PUNIR, ADIANTA?
A fidelidade dos cães aos seus
donos não é aprendida. O desempenho de cada abelha na colmeia é parte da sua
bagagem inata, como a capacidade dos papagaios para imitar sons e vozes não
depende de frequência a cursos e instrutores. O cérebro ao nascermos pesa em
torno de 750 g e no adulto chega em média a
1500 g e, em jovem idade, a noção da individualidade já faz parte do
instrumental de sobrevivência. Se sou indivíduo, há outros, logo percebo! Há,
então, uma comunidade e surge daí a noção precoce dos direitos naturais, com
que todos nós humanos trazemos às primeiras luzes e com a qual se há de
conviver.
Ele, aos 7 anos incompletos, era,
o que se pode chamar, de um garoto esperto. Já naquela época, anos 50 do século
XX, educado sem coerção física, base do diálogo e do esclarecimento, como a
psicologia educacional começava então a ensinar, iniciou os estudos num grupo
escolar, então sinônimo de qualidade na educação infantil, sob a
responsabilidade das “professoras primárias”, que tinham obtido a formação nos “cursos
normais”, correspondentes ao 2° Ciclo do Ensino Médio, com três anos de duração.
Dotes inquestionáveis de inteligência, tinha o garoto.
Ao abrir a pasta com seu material
(mochilas ainda não existiam), sua mãe encontrou uma caixa de lápis de cor, se
bem me lembro da sua narração, Johann Faber, com 6 unidades, que nem chegavam a
completar as sete do arco íris.
Inquirido, o menino declarou que
era de um coleguinha, mas que ele gostou tanto, que ao saírem para o recreio
ele se apropriou da caixa. “Meu filho, não está certo pegar as coisas dos
outros..., mamãe compra uma pra você.” Que não estava certo ele sabia, a
justiça natural era cabedal comum a todos nós. O direito à propriedade, ainda
que de bens pessoais, é inquestionável. O Garoto, nosso herói, certamente tinha
noção que havia transgredido norma do convívio social.

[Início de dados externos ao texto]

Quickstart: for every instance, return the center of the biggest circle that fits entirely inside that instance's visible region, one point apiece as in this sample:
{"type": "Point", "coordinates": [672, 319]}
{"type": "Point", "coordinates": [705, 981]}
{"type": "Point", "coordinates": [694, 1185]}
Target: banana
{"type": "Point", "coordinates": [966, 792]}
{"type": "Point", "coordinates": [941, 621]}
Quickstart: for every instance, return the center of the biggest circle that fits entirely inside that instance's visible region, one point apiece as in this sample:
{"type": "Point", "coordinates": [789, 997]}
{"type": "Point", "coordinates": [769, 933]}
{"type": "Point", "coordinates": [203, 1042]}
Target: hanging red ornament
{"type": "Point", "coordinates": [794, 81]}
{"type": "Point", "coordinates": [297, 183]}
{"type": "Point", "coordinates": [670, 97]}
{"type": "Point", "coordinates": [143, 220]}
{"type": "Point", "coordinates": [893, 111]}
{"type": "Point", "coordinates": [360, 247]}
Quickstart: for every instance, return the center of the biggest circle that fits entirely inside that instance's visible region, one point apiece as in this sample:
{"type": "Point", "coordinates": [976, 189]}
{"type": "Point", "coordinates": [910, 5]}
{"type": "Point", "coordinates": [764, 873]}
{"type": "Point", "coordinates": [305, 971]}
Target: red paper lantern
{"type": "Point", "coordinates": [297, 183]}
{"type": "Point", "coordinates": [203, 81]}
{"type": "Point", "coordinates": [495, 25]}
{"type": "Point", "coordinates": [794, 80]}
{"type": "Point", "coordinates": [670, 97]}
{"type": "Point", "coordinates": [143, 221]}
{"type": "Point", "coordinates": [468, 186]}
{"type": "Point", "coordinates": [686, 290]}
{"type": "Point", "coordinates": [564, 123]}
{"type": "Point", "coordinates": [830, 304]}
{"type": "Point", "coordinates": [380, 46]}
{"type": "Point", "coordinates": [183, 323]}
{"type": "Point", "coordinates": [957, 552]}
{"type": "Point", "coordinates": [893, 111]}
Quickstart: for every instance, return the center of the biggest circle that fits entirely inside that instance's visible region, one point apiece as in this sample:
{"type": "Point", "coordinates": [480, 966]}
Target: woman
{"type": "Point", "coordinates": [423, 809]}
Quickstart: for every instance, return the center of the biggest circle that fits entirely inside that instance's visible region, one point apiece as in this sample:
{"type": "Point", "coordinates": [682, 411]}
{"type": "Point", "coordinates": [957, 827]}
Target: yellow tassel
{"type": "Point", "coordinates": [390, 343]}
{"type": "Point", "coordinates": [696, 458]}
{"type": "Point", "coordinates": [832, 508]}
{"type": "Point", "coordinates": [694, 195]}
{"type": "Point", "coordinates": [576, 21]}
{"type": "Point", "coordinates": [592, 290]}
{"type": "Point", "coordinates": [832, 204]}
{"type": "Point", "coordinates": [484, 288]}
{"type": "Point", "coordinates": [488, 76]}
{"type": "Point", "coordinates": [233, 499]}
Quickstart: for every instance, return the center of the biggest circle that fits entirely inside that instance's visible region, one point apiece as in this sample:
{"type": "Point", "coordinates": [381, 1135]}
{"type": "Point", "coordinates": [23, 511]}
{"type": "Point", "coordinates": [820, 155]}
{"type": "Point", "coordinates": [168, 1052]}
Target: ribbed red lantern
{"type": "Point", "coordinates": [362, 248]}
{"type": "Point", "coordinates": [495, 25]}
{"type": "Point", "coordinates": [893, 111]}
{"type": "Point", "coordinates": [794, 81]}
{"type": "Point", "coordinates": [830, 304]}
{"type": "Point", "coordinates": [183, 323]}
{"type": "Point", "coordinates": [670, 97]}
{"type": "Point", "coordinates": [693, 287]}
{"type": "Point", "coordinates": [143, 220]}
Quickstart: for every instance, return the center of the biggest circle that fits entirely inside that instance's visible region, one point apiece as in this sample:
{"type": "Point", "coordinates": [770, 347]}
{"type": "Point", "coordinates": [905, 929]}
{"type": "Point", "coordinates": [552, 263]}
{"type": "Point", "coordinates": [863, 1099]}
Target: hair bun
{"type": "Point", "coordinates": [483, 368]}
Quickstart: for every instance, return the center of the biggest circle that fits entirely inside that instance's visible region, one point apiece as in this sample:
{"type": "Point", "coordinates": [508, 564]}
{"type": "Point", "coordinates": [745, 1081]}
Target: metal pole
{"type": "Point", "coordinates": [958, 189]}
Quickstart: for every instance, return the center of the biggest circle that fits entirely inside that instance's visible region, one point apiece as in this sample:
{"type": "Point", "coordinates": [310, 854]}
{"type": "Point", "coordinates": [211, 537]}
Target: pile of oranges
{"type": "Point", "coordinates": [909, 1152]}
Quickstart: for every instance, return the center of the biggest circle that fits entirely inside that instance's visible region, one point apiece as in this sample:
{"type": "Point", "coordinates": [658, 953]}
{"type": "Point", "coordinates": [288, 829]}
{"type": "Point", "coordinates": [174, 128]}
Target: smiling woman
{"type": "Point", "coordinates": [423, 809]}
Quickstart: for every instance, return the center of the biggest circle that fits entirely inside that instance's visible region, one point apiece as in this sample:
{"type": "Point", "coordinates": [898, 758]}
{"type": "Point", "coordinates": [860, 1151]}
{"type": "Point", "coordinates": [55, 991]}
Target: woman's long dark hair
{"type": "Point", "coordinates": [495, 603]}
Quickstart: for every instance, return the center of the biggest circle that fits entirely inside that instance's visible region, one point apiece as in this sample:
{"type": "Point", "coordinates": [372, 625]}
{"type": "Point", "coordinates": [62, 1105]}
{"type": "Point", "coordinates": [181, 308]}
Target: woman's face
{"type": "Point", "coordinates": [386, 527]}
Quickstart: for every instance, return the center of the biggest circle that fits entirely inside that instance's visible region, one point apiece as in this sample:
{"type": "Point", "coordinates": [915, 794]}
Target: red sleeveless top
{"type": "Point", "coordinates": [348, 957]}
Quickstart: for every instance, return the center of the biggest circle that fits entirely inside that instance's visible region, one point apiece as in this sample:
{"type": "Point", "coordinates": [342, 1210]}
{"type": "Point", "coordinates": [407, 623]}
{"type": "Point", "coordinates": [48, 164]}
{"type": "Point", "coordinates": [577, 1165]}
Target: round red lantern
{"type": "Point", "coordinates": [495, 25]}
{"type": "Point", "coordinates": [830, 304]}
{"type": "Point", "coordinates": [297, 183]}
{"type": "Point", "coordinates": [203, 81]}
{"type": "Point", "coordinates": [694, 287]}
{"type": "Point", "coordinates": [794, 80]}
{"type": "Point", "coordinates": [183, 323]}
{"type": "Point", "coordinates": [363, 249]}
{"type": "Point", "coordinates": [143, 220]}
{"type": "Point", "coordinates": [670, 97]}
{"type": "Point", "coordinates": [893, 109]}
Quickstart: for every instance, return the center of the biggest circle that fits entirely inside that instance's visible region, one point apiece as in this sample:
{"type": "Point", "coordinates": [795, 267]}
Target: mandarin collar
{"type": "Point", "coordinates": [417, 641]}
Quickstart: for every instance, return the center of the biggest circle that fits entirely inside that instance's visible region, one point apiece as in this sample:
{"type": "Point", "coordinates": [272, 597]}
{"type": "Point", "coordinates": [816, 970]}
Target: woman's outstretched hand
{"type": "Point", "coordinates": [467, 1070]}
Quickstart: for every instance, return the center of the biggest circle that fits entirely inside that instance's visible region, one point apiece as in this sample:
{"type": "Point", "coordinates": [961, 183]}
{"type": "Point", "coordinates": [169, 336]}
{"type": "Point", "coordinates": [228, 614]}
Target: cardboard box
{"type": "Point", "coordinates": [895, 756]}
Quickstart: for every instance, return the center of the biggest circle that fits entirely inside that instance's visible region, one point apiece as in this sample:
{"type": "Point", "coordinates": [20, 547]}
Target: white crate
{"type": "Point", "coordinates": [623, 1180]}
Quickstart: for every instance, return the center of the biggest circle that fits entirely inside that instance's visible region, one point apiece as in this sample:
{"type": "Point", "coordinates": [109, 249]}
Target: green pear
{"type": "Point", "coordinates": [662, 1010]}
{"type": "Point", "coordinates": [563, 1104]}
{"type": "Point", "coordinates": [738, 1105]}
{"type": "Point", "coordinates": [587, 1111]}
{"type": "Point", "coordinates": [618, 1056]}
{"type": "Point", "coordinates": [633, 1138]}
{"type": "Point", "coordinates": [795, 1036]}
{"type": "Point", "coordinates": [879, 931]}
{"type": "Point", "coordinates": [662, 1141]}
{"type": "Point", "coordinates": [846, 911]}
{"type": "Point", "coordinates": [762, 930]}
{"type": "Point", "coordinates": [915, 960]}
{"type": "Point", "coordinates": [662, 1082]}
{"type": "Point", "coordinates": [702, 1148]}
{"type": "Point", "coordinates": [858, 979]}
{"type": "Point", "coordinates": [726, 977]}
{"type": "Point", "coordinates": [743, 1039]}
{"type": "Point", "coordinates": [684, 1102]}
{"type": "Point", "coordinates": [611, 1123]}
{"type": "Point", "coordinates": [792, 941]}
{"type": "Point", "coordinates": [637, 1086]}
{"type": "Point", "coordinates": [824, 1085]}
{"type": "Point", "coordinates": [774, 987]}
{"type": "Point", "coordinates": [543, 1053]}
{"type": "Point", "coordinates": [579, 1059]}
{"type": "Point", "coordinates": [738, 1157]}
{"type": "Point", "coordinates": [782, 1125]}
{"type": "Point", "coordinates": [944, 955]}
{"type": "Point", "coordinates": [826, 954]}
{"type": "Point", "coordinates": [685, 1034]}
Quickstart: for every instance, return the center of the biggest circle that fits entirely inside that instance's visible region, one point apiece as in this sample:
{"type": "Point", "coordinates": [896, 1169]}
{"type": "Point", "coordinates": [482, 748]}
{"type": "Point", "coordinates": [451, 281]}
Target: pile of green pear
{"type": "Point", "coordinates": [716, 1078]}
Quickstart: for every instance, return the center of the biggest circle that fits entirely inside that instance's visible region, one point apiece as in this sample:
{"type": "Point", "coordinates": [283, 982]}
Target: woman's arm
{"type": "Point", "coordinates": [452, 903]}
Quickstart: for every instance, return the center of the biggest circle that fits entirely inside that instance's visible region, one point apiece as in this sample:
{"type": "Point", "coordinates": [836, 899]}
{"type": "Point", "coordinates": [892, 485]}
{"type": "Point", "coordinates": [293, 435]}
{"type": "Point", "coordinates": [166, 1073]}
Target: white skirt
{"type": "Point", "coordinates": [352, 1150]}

Conversa entre pai, mãe e filho:
Pai: -- Sua mãe me contou que
você pegou a caixa de lápis de cor do seu colega. Você não sabia que estava
errado?
Garoto: (Silêncio, olha para o
teto)
Mãe: – Foi porque ele gostou muito e é uma
coisinha à toa...
Pai: – Mas foi errado, como vamos fazer para
corrigir? Amanhã, você leva os lápis e entrega ao amigo e pede desculpas a ele e
a professora que ficou preocupada quando o colega comunicou que os lápis tinham
desaparecido.
Garoto: (Silêncio, olha para
baixo)
Mãe: – Querido, (dirigindo-se ao marido)
vai ser muito constrangedor para ele, é uma punição, ele vai passar vergonha na
frente dos coleguinhas... muito difícil. Deve haver outro jeito!
Pai: – (Abalado nas convicções). É, o erro já foi
cometido, de que adianta punir. Deixa pra lá.
Pai: (Pequena pausa e continua
procurando uma justificativa) – Na realidade a escola é que devia cuidar para
que essas coisas não acontecessem. Isso mesmo! A culpa é do Grupo Escolar.
Dr. Garoto, dotes inquestionáveis
de inteligência e loquacidade, formou-se em Direito, tornou-se famoso criminalista,
com banca numa das principais cidades do planeta. Tem em seu currículo a defesa
de nomes ilustres da sociedade do país, inclusive de ex-presidentes daquela
república, frequenta os noticiários pela evidência dos casos em que defende
personalidades públicas que, aparentemente, também roubavam lápis de cor e
borrachas de apagar, quando estavam no grupo escolar, com o beneplácito dos
pais.
A vida em sociedade altera,
acrescenta e até deve aprimorar o conteúdo escasso, mas primoroso, da sacola
que cada um trás com os conceitos de justiça inerente à condição humana, que
todos, por mais simples que sejam os berços, entendem e professam, desde o seio
materno. O risco está quando a vivência, exercida sem autocrítica, deforma o
entendimento da ética, do direito, da honra.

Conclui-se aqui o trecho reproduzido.